Investors seem to have shrugged off a range of concerns, including the potential fallout from the first interest rate hike in nearly a decade, weakness in the bond market and falling corporate profitability. A rebound in energy prices, driven by a tax-driven decrease in oil inventories heading into the end of the year -- has fueled much of the gain in stocks, which has pushed the Dow Jones industrial average up nearly 450 points, or 2.6 percent, in three days.
But stepping back, recent economic data suggests the enthusiasm could be premature. The U.S. economy seems to be slowing just as the Federal Reserve tightens monetary policy. If the trend continues, stocks could weak as the calendar flips into 2016.
On Wednesday, ongoing weakness in manufacturing underscored a 0.4 percent drop in core capital goods orders in November. Core capital shipments were down 0.5 percent. This was well below expectations, with research firm Capital Economics forecasting 2 percent annualized growth in the final three months of the year.
In another sign of economic softness, the National Association of Realtors on Tuesday showed existing home sales coming in at a seasonally-adjusted annual rate of 4.76 million in November, a 10.5 percent drop from October and below the 5.40 million consensus estimate. This was the weakest result in 19 months. The trade group attributed the decline to a sparse inventory of available homes and rising prices, which is taking residential real estate beyond the means of many house-hunters.
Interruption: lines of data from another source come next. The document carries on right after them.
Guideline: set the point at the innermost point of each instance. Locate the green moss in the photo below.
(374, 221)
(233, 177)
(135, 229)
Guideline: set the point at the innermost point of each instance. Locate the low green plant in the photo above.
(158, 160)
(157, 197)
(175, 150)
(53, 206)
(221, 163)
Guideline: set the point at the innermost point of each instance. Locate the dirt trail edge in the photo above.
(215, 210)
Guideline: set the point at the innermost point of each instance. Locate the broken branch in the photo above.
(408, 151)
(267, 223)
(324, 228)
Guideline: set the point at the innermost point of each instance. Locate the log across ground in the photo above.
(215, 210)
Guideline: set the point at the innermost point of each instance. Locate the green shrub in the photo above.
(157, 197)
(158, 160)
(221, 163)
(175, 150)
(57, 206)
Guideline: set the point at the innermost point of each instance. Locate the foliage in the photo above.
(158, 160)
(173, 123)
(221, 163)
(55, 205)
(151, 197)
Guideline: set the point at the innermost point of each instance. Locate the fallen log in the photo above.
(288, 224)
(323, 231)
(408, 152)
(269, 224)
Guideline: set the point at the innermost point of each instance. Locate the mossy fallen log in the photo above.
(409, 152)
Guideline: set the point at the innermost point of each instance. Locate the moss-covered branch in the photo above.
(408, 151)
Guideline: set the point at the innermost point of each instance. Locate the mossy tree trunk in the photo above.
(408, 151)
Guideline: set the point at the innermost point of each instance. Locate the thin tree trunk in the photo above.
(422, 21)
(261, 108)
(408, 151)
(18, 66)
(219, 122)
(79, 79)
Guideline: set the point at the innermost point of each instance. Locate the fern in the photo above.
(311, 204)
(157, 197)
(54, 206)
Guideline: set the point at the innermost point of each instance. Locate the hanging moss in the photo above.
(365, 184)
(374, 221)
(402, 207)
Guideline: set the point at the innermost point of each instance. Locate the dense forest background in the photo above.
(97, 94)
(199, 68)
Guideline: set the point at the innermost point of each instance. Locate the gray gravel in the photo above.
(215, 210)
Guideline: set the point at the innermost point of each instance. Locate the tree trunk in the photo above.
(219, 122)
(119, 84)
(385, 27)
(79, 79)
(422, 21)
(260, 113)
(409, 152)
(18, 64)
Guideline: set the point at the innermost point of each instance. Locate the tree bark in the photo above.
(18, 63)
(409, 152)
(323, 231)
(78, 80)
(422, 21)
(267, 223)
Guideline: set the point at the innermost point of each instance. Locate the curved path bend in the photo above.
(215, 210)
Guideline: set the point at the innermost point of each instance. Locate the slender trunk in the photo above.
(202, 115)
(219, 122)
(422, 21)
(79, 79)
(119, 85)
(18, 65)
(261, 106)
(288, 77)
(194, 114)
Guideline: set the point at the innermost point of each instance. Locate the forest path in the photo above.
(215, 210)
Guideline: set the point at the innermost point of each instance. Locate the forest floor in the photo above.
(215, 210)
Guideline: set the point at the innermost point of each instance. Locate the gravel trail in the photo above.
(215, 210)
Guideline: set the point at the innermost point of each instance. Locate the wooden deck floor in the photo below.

Last week, U.S. industrial production dropped 0.6 percent in November, the biggest month-over-month decline since 2012. While mild weather is playing a role, lessening the demand on utilities, readings were soft overall, reflecting a slowdown in global demand for U.S. products as a result of the dollar's recent strength.
The result of the loss of momentum has been a fresh decline in the Citigroup Economic Surprise Index, which tracks actual economic data relative to expectations. When the data is better than analysts are estimating, the line rises; when results are weaker than forecast, the line falls. As shown in the chart above, the index (in yellow) is threatening to fall below its summertime lows and return to the late 2014 performance that was blamed at the time on severe winter weather.
Financial markets are likely to grow increasingly concerned that the Fed's more aggressive rate hike forecast for 2016 -- the central bank expects four 0.25 percent hikes, while stock futures are pricing in between two and three hikes -- could result in further economic weakness.
This is the message of the Atlanta Federal Reserve Bank's GDPNow real-time tracking estimate of fourth-quarter GDP growth. The tool shows that economic growth for the period has fallen to a low of 1.3 percent, with consumer spending expected to be modest this holiday shopping season.